The scion is the top half of a grafted plant that produces all of the plant’s leaves, stems, flowers and fruits. The grafted plant will bear the same leaves and fruits as the plant the scion came from. The scion receives all of its water and nutrients from the rootstock.
Also known as “understock” or simply “stock,” the rootstock is the lower portion of the grafted plant that produces its roots.
The top of the rootstock is usually at the soil line, but rootstocks can also be above ground. Grafting a plant at a point above the soil is known as being “topworked.” For example, a tree may be cut off at one foot above the soil, becoming the rootstock. A scion is then placed into the top of the rootstock. The point where they connect is called the graft. Everything below the graft is the rootstock, and above it is the scion.
The rootstock can be a seedling, which will produce a full sized plant, or the rootstock can be size controlled, which will produce a smaller plant.

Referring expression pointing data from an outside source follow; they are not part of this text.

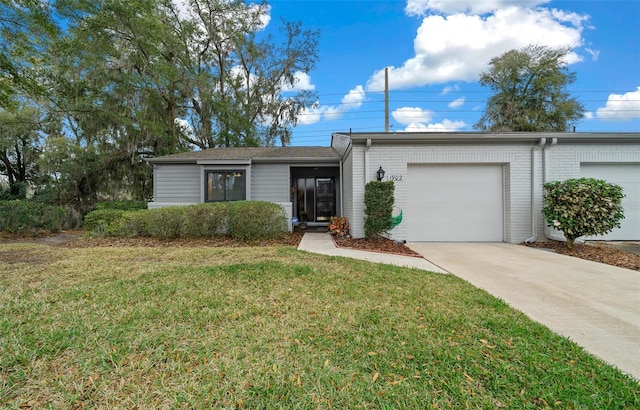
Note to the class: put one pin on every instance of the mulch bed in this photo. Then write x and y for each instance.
(380, 245)
(77, 239)
(594, 252)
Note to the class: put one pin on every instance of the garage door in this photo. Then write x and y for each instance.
(628, 177)
(455, 203)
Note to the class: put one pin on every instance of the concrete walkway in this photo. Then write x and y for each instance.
(593, 304)
(322, 243)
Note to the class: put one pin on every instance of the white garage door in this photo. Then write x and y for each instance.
(628, 177)
(455, 203)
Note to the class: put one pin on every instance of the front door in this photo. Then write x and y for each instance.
(315, 198)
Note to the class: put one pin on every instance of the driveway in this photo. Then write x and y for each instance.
(595, 305)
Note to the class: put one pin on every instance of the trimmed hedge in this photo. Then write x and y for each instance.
(26, 216)
(244, 220)
(378, 201)
(122, 205)
(583, 206)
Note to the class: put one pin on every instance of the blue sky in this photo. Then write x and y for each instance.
(436, 49)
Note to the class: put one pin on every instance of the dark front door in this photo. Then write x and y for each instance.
(315, 198)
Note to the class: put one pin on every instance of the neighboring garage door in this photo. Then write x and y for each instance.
(455, 203)
(628, 177)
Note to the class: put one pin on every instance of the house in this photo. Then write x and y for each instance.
(448, 186)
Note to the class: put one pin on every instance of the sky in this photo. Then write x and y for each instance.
(435, 51)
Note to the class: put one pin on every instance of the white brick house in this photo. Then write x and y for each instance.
(449, 186)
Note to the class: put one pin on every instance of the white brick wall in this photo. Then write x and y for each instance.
(562, 161)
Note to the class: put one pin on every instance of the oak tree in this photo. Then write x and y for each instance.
(530, 92)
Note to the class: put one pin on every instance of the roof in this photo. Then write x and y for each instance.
(254, 154)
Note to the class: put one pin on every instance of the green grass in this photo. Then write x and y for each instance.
(264, 328)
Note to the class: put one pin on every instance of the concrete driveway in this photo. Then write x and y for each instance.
(595, 305)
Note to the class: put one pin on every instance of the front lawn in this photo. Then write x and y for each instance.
(272, 327)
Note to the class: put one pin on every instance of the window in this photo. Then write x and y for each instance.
(225, 186)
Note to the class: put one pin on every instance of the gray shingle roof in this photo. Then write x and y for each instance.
(253, 153)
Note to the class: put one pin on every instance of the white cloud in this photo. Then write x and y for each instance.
(311, 115)
(420, 7)
(458, 102)
(302, 82)
(351, 101)
(412, 115)
(459, 47)
(449, 89)
(183, 126)
(594, 53)
(444, 126)
(620, 107)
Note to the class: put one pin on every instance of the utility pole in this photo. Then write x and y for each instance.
(386, 99)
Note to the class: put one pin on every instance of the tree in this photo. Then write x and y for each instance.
(530, 92)
(21, 129)
(26, 26)
(584, 206)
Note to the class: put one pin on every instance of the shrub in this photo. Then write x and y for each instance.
(244, 220)
(255, 220)
(339, 226)
(378, 201)
(17, 190)
(122, 205)
(205, 220)
(584, 206)
(26, 216)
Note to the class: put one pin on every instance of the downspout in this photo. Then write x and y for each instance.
(534, 191)
(366, 161)
(547, 229)
(341, 190)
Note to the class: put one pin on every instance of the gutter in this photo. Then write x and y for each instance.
(534, 191)
(547, 229)
(366, 161)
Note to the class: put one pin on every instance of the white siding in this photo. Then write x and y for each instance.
(270, 182)
(516, 161)
(176, 184)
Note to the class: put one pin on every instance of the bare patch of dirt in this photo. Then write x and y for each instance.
(597, 252)
(381, 245)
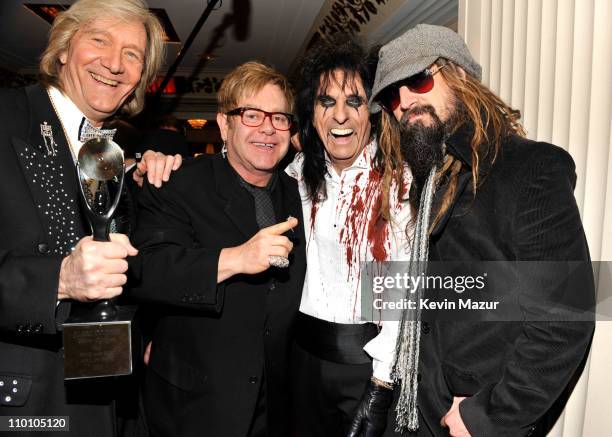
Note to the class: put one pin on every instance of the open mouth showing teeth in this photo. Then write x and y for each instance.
(104, 80)
(267, 145)
(341, 132)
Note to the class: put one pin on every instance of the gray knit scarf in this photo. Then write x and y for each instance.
(406, 362)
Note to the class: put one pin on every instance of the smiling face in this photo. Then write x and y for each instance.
(254, 152)
(103, 66)
(342, 119)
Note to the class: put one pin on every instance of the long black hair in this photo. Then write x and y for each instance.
(340, 53)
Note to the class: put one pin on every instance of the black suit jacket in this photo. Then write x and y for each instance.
(30, 342)
(512, 372)
(214, 343)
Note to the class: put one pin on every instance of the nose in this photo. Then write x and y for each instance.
(407, 98)
(113, 60)
(267, 127)
(340, 114)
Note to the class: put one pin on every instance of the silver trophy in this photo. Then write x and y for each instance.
(98, 339)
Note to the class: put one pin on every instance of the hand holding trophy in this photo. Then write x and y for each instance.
(98, 339)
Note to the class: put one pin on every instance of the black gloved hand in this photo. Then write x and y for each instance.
(371, 415)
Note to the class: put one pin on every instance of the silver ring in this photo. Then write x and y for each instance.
(278, 261)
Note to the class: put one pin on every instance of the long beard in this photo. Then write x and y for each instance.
(422, 146)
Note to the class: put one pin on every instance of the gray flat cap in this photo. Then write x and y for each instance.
(416, 50)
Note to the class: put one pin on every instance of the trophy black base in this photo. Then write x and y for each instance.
(99, 348)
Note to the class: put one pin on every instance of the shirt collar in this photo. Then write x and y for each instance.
(69, 115)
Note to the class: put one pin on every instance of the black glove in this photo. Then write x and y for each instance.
(371, 415)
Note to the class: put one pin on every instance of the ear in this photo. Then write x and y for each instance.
(223, 125)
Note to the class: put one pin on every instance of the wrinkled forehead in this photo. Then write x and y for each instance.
(349, 82)
(268, 96)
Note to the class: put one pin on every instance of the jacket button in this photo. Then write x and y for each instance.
(425, 328)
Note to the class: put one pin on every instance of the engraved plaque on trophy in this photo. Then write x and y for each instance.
(98, 337)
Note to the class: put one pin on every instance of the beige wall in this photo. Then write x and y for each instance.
(552, 59)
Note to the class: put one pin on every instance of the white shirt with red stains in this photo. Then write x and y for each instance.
(342, 232)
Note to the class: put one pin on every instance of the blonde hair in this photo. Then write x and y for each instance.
(68, 23)
(248, 79)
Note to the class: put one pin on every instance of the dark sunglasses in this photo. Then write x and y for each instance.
(420, 83)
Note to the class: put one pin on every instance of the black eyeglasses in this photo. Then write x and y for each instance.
(420, 83)
(253, 117)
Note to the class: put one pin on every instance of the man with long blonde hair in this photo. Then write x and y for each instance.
(483, 192)
(101, 56)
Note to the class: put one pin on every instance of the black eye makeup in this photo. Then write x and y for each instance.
(326, 101)
(354, 101)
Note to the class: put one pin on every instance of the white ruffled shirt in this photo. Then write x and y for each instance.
(70, 117)
(341, 233)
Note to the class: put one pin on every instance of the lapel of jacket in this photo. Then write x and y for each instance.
(37, 152)
(288, 200)
(239, 206)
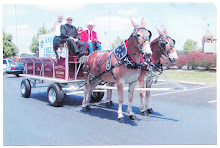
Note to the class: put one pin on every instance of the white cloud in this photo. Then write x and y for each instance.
(9, 10)
(22, 38)
(128, 11)
(61, 7)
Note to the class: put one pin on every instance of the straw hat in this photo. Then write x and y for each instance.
(69, 17)
(90, 23)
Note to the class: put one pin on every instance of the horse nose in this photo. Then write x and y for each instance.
(147, 55)
(174, 60)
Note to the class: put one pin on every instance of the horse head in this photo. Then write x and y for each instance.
(167, 45)
(142, 37)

The rootstock can determine the size and shape of the plant, but it has no effect over the plant’s type or quality of leaves, flowers and fruits it produces.
The scion is chosen for the stunning flowers it produces, or for the delicious fruit it bears. However, the rootstock chosen typically doesn’t matter, especially if you are a home gardener, so long as the scion and rootstock are compatible. But by going out of your way to find a specific rootstock, you can create a plant that matches your unique needs.
As stated earlier, the rootstock can determine the size and shape of the scion it is grafted with, but it can have other effects as well. Some rootstocks can allow a plant to grow in a location that the scion would normally fail in, such as a dry or cold location, while others can allow the scion to bear fruit and ripen earlier. There are even some rootstocks, like some grape rootstocks, that allow the plant to have resistances to chemicals and pests.
By grafting together the right kinds of scions and rootstocks, you can create a plant that works best you. You can fit an apple tree that would normally be too large for your home garden into it by using a size controlled rootstock, or you can grow a plant that typically wouldn’t survive in your location. Experimenting with grafting scions and rootstocks is an experience worth having.